Methods: Data are from participants in the second wave of the Midlife and Aging in the United States study (MIDUS) who participated in a clinic-based comprehensive assessment of health status. Emotional and instrumental support during childhood was measured using 7 items based on participant retrospective self-report (alpha=0.89) and individuals were assigned to quartiles. Biological dysregulation was assessed using an allostatic load (AL) score constructed from 24 biologic measures across seven physiological systems (N=1,237, aged 34-84 years). Generalized estimating equations were used to account for siblings in the sample, and to adjust for potential confounders.

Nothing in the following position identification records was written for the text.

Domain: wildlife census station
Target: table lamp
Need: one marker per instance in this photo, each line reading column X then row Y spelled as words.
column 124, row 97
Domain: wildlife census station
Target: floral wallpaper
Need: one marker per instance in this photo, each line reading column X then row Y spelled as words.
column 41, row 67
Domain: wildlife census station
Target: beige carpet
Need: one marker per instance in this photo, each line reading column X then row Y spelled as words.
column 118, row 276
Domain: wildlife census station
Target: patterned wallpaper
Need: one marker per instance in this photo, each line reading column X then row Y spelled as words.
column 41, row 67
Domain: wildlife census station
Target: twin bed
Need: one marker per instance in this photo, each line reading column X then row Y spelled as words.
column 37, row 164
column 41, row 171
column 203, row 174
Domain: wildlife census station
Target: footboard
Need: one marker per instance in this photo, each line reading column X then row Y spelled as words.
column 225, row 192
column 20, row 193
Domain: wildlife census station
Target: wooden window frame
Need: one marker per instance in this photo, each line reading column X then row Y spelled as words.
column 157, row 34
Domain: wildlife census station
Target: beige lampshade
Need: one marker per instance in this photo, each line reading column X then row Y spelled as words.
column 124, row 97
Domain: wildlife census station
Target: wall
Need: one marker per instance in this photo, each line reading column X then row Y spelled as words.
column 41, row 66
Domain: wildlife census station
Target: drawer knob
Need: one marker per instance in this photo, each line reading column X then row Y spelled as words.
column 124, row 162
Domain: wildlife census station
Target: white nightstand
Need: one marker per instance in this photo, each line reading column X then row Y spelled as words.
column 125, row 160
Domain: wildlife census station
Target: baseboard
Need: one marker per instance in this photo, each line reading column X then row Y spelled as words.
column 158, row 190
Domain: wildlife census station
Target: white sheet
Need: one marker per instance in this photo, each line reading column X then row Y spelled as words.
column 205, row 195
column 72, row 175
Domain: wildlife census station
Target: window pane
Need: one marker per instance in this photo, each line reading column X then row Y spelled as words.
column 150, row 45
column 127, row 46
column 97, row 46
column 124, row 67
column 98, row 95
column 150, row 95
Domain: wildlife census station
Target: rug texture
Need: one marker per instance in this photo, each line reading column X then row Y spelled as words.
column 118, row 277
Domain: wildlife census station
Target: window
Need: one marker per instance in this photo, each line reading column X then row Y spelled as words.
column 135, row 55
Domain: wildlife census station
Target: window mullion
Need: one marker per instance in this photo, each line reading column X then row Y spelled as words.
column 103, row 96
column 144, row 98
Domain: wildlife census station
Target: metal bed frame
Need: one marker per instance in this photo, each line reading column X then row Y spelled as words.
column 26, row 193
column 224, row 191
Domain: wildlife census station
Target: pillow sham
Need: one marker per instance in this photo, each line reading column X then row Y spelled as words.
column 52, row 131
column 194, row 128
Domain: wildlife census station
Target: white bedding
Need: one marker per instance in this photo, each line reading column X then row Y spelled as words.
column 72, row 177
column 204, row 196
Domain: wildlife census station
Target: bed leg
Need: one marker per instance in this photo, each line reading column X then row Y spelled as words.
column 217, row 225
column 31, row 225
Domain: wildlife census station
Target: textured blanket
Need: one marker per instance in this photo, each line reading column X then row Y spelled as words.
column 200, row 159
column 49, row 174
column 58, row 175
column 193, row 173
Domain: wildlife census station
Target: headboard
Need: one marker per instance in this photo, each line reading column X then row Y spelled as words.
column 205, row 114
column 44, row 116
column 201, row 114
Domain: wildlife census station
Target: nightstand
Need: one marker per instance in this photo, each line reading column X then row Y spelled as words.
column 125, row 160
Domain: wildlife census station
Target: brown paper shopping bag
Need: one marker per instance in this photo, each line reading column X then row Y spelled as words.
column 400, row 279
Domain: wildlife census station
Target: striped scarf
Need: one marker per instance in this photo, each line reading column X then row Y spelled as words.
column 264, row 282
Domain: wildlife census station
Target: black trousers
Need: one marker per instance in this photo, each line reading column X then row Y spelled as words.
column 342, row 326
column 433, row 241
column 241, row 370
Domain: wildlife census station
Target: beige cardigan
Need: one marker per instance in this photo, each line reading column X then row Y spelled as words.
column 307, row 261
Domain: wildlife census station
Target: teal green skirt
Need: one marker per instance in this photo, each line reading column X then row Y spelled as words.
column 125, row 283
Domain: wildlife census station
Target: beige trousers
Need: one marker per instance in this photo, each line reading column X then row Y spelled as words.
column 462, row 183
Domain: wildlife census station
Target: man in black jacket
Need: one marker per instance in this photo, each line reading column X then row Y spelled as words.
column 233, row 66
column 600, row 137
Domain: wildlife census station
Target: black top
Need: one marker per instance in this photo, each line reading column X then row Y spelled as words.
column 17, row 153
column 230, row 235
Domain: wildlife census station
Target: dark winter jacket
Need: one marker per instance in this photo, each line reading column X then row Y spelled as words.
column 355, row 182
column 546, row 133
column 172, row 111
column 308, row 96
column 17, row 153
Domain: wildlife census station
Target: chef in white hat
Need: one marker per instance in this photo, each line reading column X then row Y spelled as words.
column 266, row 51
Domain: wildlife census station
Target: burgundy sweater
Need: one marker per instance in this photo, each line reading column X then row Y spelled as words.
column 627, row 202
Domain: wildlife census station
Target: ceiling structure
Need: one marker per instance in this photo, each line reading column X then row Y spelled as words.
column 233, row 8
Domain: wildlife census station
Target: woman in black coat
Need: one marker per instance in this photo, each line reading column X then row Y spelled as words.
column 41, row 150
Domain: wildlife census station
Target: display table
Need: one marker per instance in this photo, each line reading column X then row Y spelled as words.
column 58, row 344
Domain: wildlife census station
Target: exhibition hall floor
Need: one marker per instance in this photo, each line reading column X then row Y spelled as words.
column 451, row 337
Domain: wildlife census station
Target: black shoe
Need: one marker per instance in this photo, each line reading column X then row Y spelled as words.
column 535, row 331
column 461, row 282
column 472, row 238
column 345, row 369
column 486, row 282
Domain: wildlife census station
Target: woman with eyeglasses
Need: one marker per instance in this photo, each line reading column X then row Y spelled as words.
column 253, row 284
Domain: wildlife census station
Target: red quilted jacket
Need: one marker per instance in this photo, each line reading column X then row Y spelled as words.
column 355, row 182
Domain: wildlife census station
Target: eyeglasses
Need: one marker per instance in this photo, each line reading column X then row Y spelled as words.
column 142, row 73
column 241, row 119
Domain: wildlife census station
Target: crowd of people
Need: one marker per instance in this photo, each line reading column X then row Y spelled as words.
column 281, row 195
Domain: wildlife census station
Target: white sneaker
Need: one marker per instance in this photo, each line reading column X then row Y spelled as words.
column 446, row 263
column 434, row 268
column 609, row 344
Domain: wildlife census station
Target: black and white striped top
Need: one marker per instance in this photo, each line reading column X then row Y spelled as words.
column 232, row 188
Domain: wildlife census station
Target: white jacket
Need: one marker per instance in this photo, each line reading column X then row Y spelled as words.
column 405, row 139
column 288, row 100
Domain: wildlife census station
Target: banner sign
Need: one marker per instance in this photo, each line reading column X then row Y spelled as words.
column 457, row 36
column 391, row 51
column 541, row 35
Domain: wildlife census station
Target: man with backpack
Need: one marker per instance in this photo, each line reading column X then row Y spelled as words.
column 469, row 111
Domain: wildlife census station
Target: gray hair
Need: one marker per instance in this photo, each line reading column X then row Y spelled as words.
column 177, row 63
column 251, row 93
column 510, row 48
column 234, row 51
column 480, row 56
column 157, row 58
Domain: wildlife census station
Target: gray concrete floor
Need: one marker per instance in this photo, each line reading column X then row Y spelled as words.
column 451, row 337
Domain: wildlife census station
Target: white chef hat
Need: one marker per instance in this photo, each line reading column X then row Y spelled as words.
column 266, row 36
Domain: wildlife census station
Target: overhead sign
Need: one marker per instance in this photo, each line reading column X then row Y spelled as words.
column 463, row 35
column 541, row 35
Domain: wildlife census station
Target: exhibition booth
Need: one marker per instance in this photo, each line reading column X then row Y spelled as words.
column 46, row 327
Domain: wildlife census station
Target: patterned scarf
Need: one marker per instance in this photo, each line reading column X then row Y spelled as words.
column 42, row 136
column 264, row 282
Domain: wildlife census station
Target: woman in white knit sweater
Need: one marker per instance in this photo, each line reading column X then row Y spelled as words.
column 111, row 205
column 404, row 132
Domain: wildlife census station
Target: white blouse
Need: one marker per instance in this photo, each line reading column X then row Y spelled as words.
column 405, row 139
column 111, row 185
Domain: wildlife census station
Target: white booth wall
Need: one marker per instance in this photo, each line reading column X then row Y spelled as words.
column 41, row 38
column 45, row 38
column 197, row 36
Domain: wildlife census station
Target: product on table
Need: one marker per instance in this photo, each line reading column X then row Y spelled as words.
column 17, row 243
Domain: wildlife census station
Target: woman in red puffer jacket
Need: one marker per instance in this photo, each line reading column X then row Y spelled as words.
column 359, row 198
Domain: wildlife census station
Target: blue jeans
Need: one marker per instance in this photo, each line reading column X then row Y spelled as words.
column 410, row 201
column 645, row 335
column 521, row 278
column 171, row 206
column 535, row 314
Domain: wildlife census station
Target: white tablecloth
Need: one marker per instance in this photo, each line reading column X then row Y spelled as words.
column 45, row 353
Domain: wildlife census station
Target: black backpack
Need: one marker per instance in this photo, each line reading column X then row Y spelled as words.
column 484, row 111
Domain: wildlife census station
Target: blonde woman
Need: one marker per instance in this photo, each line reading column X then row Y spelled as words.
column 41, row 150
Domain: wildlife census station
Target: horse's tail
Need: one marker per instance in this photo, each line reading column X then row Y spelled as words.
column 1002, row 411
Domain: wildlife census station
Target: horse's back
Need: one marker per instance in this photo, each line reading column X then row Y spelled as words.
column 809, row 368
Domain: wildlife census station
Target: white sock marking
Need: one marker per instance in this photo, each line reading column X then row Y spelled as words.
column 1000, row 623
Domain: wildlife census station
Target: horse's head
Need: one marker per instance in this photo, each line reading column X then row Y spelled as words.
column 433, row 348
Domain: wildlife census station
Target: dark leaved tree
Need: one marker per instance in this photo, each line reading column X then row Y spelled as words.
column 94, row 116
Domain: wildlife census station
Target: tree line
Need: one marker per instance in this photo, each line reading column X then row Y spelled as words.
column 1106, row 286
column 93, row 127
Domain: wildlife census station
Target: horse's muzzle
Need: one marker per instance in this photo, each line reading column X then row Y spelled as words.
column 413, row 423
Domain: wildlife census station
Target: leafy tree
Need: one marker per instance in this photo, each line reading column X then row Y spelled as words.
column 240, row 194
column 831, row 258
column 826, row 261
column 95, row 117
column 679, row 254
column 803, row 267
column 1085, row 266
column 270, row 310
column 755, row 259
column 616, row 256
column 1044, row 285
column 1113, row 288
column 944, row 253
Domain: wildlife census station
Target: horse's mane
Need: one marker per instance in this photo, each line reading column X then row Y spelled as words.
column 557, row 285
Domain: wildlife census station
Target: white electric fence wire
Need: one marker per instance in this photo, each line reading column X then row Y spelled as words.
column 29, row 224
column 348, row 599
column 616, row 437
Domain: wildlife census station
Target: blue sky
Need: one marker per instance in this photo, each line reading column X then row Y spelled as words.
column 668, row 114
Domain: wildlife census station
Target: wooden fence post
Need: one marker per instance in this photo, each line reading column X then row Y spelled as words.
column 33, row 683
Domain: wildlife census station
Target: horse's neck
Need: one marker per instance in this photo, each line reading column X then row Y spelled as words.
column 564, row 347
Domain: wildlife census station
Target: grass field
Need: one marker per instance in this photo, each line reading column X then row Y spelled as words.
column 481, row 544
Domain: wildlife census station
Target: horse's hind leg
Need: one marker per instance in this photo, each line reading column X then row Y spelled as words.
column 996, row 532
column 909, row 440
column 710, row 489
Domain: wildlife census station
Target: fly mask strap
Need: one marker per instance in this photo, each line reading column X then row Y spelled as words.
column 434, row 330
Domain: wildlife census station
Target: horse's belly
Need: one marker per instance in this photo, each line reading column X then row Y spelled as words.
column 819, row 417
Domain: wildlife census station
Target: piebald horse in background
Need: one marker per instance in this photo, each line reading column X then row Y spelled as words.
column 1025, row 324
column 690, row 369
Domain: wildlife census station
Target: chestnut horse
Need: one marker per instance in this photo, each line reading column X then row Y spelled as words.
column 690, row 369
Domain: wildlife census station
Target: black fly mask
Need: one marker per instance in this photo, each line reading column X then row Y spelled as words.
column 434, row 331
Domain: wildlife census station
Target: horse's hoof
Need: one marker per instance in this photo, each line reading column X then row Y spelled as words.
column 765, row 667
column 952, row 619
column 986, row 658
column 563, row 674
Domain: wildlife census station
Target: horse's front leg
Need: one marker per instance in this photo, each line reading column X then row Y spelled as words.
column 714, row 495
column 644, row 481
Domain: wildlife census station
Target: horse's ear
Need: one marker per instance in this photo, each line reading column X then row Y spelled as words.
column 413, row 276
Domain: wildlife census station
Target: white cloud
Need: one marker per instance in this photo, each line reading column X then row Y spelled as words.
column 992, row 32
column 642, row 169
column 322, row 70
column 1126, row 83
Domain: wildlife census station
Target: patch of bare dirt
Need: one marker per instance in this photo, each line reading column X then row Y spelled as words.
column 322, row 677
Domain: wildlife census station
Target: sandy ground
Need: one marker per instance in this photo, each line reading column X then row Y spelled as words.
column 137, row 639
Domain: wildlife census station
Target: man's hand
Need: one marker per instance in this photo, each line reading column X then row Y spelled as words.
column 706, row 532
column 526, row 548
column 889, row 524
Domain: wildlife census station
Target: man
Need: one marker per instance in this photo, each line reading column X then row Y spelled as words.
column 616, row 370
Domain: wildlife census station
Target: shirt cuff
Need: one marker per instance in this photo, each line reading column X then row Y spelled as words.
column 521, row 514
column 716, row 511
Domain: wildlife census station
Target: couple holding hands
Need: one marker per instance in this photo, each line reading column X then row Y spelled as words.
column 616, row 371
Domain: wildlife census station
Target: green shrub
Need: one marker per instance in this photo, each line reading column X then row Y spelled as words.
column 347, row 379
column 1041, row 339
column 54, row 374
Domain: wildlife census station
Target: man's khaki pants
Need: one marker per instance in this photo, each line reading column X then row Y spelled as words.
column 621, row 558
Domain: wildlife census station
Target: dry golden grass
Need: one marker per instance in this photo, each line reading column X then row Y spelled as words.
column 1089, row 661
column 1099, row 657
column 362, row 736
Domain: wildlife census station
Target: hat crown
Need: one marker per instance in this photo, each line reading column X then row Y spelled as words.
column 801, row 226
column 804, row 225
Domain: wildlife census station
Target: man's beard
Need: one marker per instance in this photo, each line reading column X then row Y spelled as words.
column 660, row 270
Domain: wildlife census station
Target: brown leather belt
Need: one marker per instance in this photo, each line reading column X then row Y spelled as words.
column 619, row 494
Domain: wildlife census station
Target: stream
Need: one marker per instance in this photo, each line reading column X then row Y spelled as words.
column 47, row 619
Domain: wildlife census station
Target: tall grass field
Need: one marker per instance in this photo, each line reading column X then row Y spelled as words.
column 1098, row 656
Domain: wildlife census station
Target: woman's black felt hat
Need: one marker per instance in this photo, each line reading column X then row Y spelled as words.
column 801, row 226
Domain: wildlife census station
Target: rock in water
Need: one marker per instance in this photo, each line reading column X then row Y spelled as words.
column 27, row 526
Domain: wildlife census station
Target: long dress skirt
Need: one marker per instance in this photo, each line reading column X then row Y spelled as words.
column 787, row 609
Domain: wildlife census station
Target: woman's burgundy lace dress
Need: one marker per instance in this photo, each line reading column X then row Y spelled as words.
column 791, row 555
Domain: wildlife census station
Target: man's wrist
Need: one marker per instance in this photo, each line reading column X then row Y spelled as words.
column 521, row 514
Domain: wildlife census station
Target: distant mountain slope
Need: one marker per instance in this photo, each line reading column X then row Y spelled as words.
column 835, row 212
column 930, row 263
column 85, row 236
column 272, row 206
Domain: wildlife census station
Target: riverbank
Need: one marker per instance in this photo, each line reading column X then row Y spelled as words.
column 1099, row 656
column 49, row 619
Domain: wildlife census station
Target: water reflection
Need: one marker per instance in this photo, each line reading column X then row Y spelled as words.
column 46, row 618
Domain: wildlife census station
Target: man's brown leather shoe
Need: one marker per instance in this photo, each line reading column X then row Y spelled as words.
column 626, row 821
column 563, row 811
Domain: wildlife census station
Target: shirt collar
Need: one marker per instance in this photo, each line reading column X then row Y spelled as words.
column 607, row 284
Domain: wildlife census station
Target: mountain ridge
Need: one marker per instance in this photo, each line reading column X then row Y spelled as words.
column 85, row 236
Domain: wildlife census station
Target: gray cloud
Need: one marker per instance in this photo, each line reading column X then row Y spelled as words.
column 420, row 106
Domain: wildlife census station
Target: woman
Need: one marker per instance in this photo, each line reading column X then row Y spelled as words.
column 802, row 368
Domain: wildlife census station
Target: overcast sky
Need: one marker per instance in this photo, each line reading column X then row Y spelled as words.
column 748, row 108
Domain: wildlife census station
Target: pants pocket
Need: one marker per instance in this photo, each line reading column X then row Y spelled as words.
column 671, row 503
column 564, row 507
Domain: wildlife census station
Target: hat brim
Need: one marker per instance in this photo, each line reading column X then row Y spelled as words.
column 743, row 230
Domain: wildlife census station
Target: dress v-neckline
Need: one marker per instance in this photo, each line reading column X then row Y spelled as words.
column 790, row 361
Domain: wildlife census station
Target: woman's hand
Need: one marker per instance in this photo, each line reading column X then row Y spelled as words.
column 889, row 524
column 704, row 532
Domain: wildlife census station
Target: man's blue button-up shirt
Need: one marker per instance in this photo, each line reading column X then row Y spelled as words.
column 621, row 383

Results:Emotional and instrumental support in childhood was associated with lower AL in mid-life in a monotonic fashion: compared to individuals in the lowest quartile of support, respondents in the second, third, and fourth quartiles had -0.08 (standard deviation [SD]=0.08), -0.13 (SD=0.08) and -0.21 (SD=0.08) units lower AL, adjusting for participant’s age, sex, and race. This pattern was maintained after adjustment for social desirability reporting bias, childhood socioeconomic disadvantage, current depression, and physician-diagnosed cardiovascular disease or diabetes (p<.01). Analyses to consider the seven physiological systems of the AL score separately showed the most pronounced patterns for the inflammation and metabolic-lipid subscales.
Conclusions: Using a national population-based sample, we identify a protective association between emotional and instrumental support in childhood and biological dysregulation in mid-life, even after accounting for socioeconomic disadvantage in childhood and a range of other potential confounders. Our findings suggest that family support may protect individuals from chronic disease risk several decades later. Prevention efforts aimed at reducing chronic diseases in mid-life should incorporate attention to protective factors within childhood social environments.